Meski demikian, Eka menegaskan konsep tersebut masih dalam tahap wacana. Saat ini, Diskopindag masih memprioritaskan pemenuhan standar pasar sesuai Standar Nasional Indonesia (SNI) sebagai bagian dari upaya pembenahan pasar tradisional.
Jika rencana tersebut terealisasi, lantai 2 Pasar Sawojajar diperkirakan mampu menampung puluhan pelaku UMKM kuliner. Diskopindag menyebut angka sementara sekitar 30 pelaku usaha, meski jumlah tersebut masih dapat berubah tergantung jenis dagangan yang dijual.
"Mungkin bisa sekitar 30-an UMKM kuliner. Tetapi nanti tergantung jenis jualannya. Kalau misalkan hanya kue-kue, makanan ringan, itu kan butuh space yang lebih kecil," paparnya.
Lebih lanjut, pelaku UMKM yang akan dilibatkan diprioritaskan berasal dari kawasan sekitar pasar, seperti wilayah Sawojajar dan Purwantoro. Langkah ini diharapkan mampu mendorong pertumbuhan ekonomi lokal sekaligus memberdayakan pelaku usaha setempat.
Di sisi lain, Diskopindag juga tengah melakukan penataan terhadap pedagang yang ada di Pasar Sawojajar. Dari total kapasitas 172 pedagang, tercatat sekitar 152 pedagang aktif, sementara sekitar 20 lainnya tidak beroperasi.
"Jumlah kapasitasnya 172. Tetapi yang aktif di sekitaran 152-an. 20-an nggak aktif," ungkap Eka.
Untuk mengoptimalkan pemanfaatan lapak, pihaknya telah memberikan surat peringatan kepada pedagang yang tidak aktif.

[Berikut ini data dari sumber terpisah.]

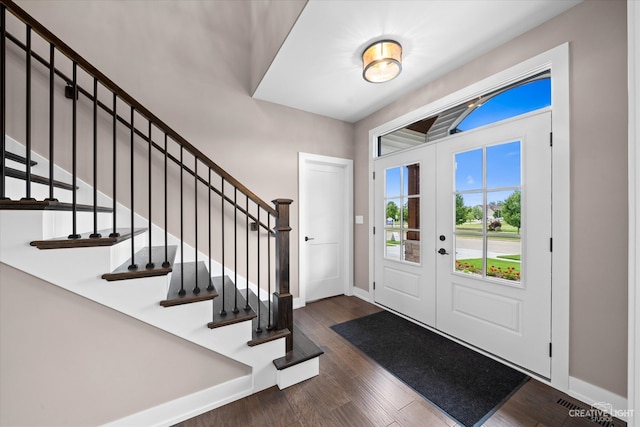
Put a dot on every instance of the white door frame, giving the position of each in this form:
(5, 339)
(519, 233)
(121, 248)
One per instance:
(557, 60)
(633, 386)
(347, 164)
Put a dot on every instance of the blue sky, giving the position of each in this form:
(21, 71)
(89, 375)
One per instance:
(503, 163)
(519, 100)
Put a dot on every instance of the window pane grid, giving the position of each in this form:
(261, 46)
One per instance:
(486, 203)
(402, 218)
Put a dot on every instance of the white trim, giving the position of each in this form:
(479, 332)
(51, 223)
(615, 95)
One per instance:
(185, 407)
(557, 60)
(590, 394)
(633, 35)
(362, 294)
(347, 165)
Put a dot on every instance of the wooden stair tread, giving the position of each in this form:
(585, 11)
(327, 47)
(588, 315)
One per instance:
(48, 205)
(267, 334)
(187, 273)
(86, 241)
(18, 174)
(142, 258)
(303, 349)
(18, 158)
(229, 292)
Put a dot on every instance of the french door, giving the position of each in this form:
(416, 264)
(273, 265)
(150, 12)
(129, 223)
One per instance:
(484, 233)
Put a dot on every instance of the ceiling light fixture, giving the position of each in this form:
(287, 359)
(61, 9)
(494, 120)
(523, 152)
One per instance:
(382, 61)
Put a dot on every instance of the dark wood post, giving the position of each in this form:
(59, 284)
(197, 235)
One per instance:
(283, 300)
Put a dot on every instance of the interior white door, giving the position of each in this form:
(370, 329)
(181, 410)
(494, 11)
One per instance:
(494, 264)
(323, 246)
(404, 238)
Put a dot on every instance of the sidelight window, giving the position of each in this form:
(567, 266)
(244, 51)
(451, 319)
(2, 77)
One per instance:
(402, 213)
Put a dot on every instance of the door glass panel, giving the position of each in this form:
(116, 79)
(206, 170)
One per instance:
(412, 181)
(487, 216)
(392, 183)
(392, 246)
(402, 213)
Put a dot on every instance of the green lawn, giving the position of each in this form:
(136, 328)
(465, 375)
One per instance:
(495, 267)
(477, 228)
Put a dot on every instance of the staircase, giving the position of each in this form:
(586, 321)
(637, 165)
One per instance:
(108, 202)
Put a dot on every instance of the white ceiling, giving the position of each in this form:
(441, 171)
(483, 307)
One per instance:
(319, 66)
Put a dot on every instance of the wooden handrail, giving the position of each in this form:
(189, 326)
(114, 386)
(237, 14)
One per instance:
(122, 94)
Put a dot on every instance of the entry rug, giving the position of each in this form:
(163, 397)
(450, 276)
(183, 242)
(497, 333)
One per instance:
(466, 385)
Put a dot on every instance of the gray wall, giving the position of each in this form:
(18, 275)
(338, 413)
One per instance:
(596, 31)
(68, 361)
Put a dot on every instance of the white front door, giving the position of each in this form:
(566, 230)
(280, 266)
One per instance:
(325, 224)
(474, 259)
(494, 259)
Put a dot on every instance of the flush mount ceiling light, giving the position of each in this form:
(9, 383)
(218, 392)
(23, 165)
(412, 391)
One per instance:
(382, 61)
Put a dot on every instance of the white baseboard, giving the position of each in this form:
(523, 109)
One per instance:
(362, 294)
(183, 408)
(590, 394)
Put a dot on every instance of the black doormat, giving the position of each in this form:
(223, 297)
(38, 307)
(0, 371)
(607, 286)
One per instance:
(464, 384)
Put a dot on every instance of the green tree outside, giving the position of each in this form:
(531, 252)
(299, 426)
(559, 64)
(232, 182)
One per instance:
(511, 210)
(393, 211)
(462, 212)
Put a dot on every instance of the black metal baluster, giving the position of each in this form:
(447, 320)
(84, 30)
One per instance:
(223, 312)
(52, 75)
(247, 307)
(150, 264)
(3, 92)
(74, 145)
(269, 315)
(182, 291)
(259, 328)
(115, 139)
(95, 233)
(166, 262)
(196, 289)
(28, 118)
(235, 248)
(210, 287)
(133, 265)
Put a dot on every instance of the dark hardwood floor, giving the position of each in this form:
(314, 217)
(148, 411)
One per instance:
(352, 390)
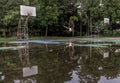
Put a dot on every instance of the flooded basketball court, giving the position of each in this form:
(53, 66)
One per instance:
(60, 61)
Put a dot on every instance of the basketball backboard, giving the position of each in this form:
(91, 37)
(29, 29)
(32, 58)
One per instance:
(25, 10)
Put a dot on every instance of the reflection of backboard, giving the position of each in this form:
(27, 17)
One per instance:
(25, 10)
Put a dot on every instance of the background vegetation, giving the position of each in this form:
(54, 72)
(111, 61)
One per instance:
(62, 17)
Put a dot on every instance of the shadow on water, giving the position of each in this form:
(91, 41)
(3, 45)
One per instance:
(60, 62)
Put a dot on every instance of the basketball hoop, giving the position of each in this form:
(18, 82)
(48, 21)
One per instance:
(27, 10)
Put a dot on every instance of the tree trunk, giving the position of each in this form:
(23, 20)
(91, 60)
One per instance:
(80, 28)
(46, 31)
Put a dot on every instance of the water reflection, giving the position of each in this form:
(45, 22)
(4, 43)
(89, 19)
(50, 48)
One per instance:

Apabila dalam jangka waktu tertentu tidak ada aktivitas jual beli, izin penggunaan lapak akan dicabut dan dialihkan kepada pedagang lain.
"Yang tidak aktif sekian bulan, akan kami tarik izinnya, kami akan mencari pengganti nanti yang mau jualan," tegasnya.
Langkah tersebut dilakukan guna memastikan pasar tetap hidup dan mampu menarik minat pengunjung. Eka menilai keberadaan pedagang aktif menjadi faktor penting dalam menciptakan ekosistem pasar yang dinamis.
"Karena kami butuhnya mereka aktif jualan meramaikan pasar. Daripada ditelantarkan bedaknya," tambahnya.
Sementara itu, terkait standar nasional, Pasar Sawojajar saat ini masih dalam proses menuju pemenuhan SNI. Salah satu aspek yang masih perlu dibenahi adalah sistem zonasi, yakni pengelompokan jenis dagangan sesuai kategori.
"Belum. Sebenarnya sudah hampir mendekati SNI, cuman kurangnya di zonasi. Karena salah satu syarat utamanya pasar SNI itu harus zonasi," jelasnya.